You’re a month away from your marathon.
You’re ONLY a month away from your marathon!
[insert stunned face emoji]
Come on now, get excited!!!
… crickets …
Okay, okay I get it. You’re feeling tired, beaten down, hungry and—worst of all—slow. But don’t worry, you felt this way last time. And I should know, because I AM you, or rather, I am Your Ghost of Marathons Past. Whether you remember it or not, things went down exactly the same way before as they are now: you got to this same point in training and thought the very same thought, verbatim: Was it really this hard last time? Did I feel THIS miserable?
The answer: Yes. Yes, you did.
You felt tired—no, not tired. That word is not even remotely fitting. You felt narcoleptic. Waking up in the morning was an epic battle of wills between your hand and the uncanny magnetism possessed by the snooze button swipe. Training for marathons will do that to you. Lunch? That time when you were supposed to refuel and sate the hunger that wouldn’t quit? Let’s call it what it was: nap time. And let’s not even get into how fast you climbed into bed at night.
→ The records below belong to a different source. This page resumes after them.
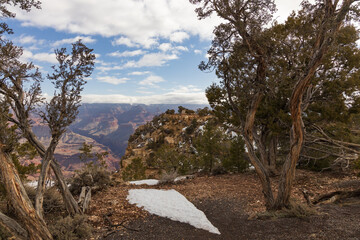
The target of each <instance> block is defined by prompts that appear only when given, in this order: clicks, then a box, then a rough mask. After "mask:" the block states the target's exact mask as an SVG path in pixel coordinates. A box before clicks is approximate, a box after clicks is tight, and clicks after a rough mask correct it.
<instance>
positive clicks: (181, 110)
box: [178, 106, 186, 114]
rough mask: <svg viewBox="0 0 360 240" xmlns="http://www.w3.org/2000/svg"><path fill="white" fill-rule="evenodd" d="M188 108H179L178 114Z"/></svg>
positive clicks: (179, 106) (178, 108)
mask: <svg viewBox="0 0 360 240" xmlns="http://www.w3.org/2000/svg"><path fill="white" fill-rule="evenodd" d="M185 109H186V108H184V107H183V106H179V107H178V113H180V114H181V113H182V111H183V110H185Z"/></svg>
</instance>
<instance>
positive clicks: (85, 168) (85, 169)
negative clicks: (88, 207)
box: [69, 164, 111, 195]
mask: <svg viewBox="0 0 360 240" xmlns="http://www.w3.org/2000/svg"><path fill="white" fill-rule="evenodd" d="M70 184H71V185H70V187H69V190H70V191H71V193H73V194H75V195H78V194H80V192H81V188H82V187H85V186H89V187H91V189H92V192H94V193H95V192H97V191H101V190H103V189H105V188H107V187H108V186H110V185H111V174H110V172H109V171H108V170H107V169H106V168H105V167H103V166H101V165H99V164H87V165H85V166H84V168H83V169H81V170H80V171H76V172H75V174H74V176H73V177H72V178H70Z"/></svg>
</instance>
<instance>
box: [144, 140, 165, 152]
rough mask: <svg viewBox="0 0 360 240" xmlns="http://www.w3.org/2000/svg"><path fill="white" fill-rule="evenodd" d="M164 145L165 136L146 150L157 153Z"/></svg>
mask: <svg viewBox="0 0 360 240" xmlns="http://www.w3.org/2000/svg"><path fill="white" fill-rule="evenodd" d="M164 143H165V137H164V136H160V137H159V139H158V140H157V141H152V142H149V143H148V144H147V146H146V148H147V149H152V150H154V151H156V150H157V149H159V148H160V147H161V146H162V145H163V144H164Z"/></svg>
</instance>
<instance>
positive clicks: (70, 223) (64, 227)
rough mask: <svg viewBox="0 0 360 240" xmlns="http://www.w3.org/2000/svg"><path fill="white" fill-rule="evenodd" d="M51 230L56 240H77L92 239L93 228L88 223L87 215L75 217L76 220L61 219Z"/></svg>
mask: <svg viewBox="0 0 360 240" xmlns="http://www.w3.org/2000/svg"><path fill="white" fill-rule="evenodd" d="M49 230H50V232H51V234H52V235H53V237H54V239H55V240H76V239H88V238H90V237H91V231H92V228H91V226H90V225H89V224H88V223H86V216H85V215H75V216H74V218H72V217H70V216H67V217H66V218H59V219H58V220H57V221H55V222H54V224H53V225H50V226H49Z"/></svg>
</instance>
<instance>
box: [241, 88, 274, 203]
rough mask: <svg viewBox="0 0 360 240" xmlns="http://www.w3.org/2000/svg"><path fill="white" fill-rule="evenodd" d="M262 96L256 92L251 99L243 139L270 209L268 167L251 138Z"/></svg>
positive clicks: (273, 200)
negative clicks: (260, 159)
mask: <svg viewBox="0 0 360 240" xmlns="http://www.w3.org/2000/svg"><path fill="white" fill-rule="evenodd" d="M262 98H263V95H262V94H261V93H257V94H256V95H255V96H254V98H253V101H252V104H251V107H250V109H249V111H248V113H247V116H246V123H245V128H244V139H245V144H246V147H247V150H248V156H249V159H250V162H251V164H252V165H253V166H254V167H255V171H256V173H257V174H258V176H259V178H260V182H261V185H262V188H263V194H264V198H265V205H266V208H267V209H270V208H271V207H272V206H273V205H274V195H273V192H272V189H271V181H270V175H269V171H268V169H267V168H266V167H265V166H264V164H263V163H262V162H261V161H260V159H259V158H258V157H257V156H256V153H255V149H254V144H253V142H254V139H253V135H254V133H253V128H254V122H255V115H256V111H257V109H258V107H259V104H260V102H261V100H262Z"/></svg>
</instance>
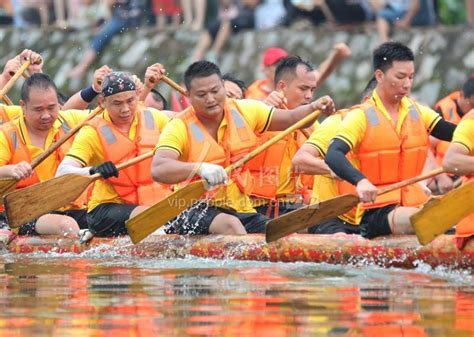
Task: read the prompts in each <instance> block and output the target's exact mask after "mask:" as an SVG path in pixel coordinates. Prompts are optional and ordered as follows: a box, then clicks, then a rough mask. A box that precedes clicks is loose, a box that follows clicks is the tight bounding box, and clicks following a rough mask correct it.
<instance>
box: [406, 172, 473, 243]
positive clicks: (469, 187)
mask: <svg viewBox="0 0 474 337" xmlns="http://www.w3.org/2000/svg"><path fill="white" fill-rule="evenodd" d="M461 200H463V201H464V202H460V201H461ZM472 213H474V181H471V182H469V183H467V184H465V185H462V186H461V187H459V188H456V189H454V190H452V191H450V192H449V193H447V194H446V195H444V196H443V197H442V198H440V199H433V200H431V201H430V202H428V203H427V204H426V205H425V206H424V207H423V208H422V209H421V211H419V212H418V213H415V214H414V215H412V216H411V217H410V221H411V223H412V225H413V228H414V229H415V233H416V236H417V237H418V241H419V242H420V243H421V244H422V245H426V244H428V243H430V242H431V241H433V240H434V239H435V238H436V237H438V236H439V235H441V234H443V233H445V232H446V231H447V230H448V229H450V228H451V227H453V226H454V225H456V224H457V223H458V222H459V221H461V220H462V219H464V218H465V217H467V216H468V215H470V214H472Z"/></svg>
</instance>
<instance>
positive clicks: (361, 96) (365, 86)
mask: <svg viewBox="0 0 474 337" xmlns="http://www.w3.org/2000/svg"><path fill="white" fill-rule="evenodd" d="M376 86H377V79H376V78H375V76H374V77H372V78H371V79H370V80H369V82H368V83H367V85H366V86H365V89H364V90H362V95H361V98H362V99H364V98H366V97H368V96H370V95H371V94H372V91H374V89H375V87H376Z"/></svg>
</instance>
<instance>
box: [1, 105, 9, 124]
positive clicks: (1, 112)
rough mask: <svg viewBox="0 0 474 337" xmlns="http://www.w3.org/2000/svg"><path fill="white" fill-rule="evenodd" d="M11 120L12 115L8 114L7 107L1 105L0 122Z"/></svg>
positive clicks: (3, 122)
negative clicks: (1, 105) (8, 114)
mask: <svg viewBox="0 0 474 337" xmlns="http://www.w3.org/2000/svg"><path fill="white" fill-rule="evenodd" d="M9 121H10V117H9V116H8V114H7V112H6V111H5V109H4V108H3V107H2V106H1V105H0V124H5V123H7V122H9Z"/></svg>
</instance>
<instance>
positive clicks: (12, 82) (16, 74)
mask: <svg viewBox="0 0 474 337" xmlns="http://www.w3.org/2000/svg"><path fill="white" fill-rule="evenodd" d="M30 65H31V60H26V62H25V63H23V64H22V65H21V67H20V69H18V70H17V72H16V73H15V74H14V75H13V76H12V77H11V78H10V79H9V80H8V82H7V84H5V86H4V87H3V88H2V89H0V99H2V100H3V99H4V97H5V95H6V94H7V92H9V91H10V89H11V88H12V87H13V86H14V85H15V82H16V81H17V80H18V78H20V76H21V75H22V74H23V73H24V72H25V70H26V69H28V67H29V66H30Z"/></svg>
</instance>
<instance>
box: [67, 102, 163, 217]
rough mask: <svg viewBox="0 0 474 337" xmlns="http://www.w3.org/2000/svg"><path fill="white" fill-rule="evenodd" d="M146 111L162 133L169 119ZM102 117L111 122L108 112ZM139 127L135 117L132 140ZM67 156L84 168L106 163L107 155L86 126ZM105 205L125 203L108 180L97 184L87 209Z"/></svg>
mask: <svg viewBox="0 0 474 337" xmlns="http://www.w3.org/2000/svg"><path fill="white" fill-rule="evenodd" d="M146 109H147V110H149V111H151V113H152V115H153V120H154V122H155V127H156V128H157V129H158V130H160V131H162V130H163V129H164V126H165V125H166V123H168V121H169V117H168V116H166V115H165V114H164V113H163V112H161V111H158V110H156V109H153V108H146ZM102 116H103V118H104V119H105V120H106V121H109V122H110V121H111V120H110V116H109V114H108V112H107V111H104V112H103V114H102ZM137 125H138V117H137V116H135V118H134V119H133V121H132V125H131V127H130V130H129V133H128V138H129V139H131V140H134V139H135V136H136V131H137ZM66 156H67V157H69V158H72V159H74V160H76V161H77V162H79V163H80V164H82V165H83V166H95V165H99V164H102V163H103V162H104V161H105V153H104V150H103V148H102V144H101V142H100V138H99V135H98V134H97V131H96V130H95V129H94V128H93V127H92V126H90V125H86V126H84V127H83V128H81V130H80V131H79V133H78V134H77V135H76V138H75V139H74V143H73V144H72V147H71V149H70V150H69V152H68V154H67V155H66ZM103 203H116V204H122V203H123V201H122V199H121V198H120V197H119V195H118V194H117V192H115V189H114V188H113V186H112V185H111V184H110V183H109V182H108V181H107V180H106V179H105V180H103V179H99V180H97V181H96V182H95V185H94V188H93V190H92V194H91V197H90V201H89V204H88V207H87V208H88V211H89V212H90V211H92V210H93V209H94V208H96V207H97V206H98V205H99V204H103Z"/></svg>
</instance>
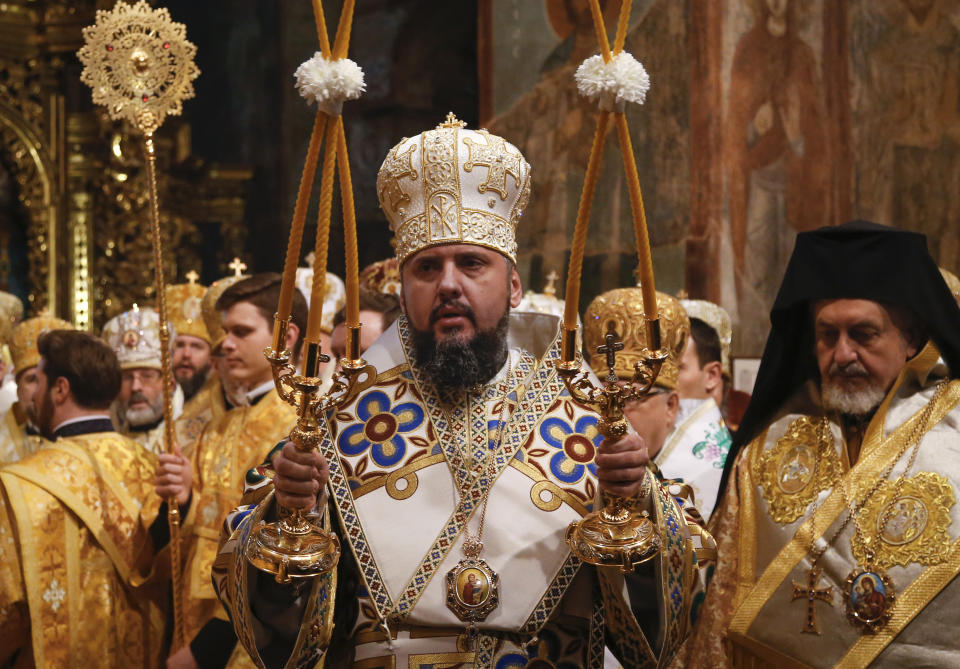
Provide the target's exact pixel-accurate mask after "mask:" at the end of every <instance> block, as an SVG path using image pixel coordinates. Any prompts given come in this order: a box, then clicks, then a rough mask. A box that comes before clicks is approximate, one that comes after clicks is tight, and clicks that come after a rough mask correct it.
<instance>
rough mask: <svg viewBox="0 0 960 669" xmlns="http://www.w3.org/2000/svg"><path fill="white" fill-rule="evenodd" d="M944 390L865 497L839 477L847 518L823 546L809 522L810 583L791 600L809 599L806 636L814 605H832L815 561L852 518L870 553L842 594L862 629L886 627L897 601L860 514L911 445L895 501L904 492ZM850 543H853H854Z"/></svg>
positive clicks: (829, 441) (819, 438) (886, 515)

So yeah, you were this tired.
As for that insatiable hunger, marathon training basically turned you into a toddler. You learned the hard way never to leave the house without a bag full of snacks, so stop telling yourself you’ve never been this hungry before. You have been here. You survived.
And finally—running. Once again, I see you asking yourself how the h-e-double-hockey-sticks you are going to run an entire 26.2 miles faster than you ever have before, when you can’t even run 18 at your goal pace. Is this actually going to work? Surely you didn’t run this slow last time. Is this how other people feel training for marathons?
Well, maybe you did, maybe you didn’t. But did you run this fast last time? Were your workouts at the same blistering, nearly-will-breaking paces? Were you running the same volume of miles? Look back at those training logs, my dear doubting Thomas, and I challenge you to find the runner you were before hidden within that data.
Don’t see her?
That’s because you’re a brand new you. A you that’s going to put her head down and push through these last few weeks of hunger and exhaustion and self-doubt. And at the end of it all, on race day, you will stand at the starting line and know you did everything in your power to give yourself an outstanding race.
What more can you ask for?
A nap? Okay, I guess you can have that.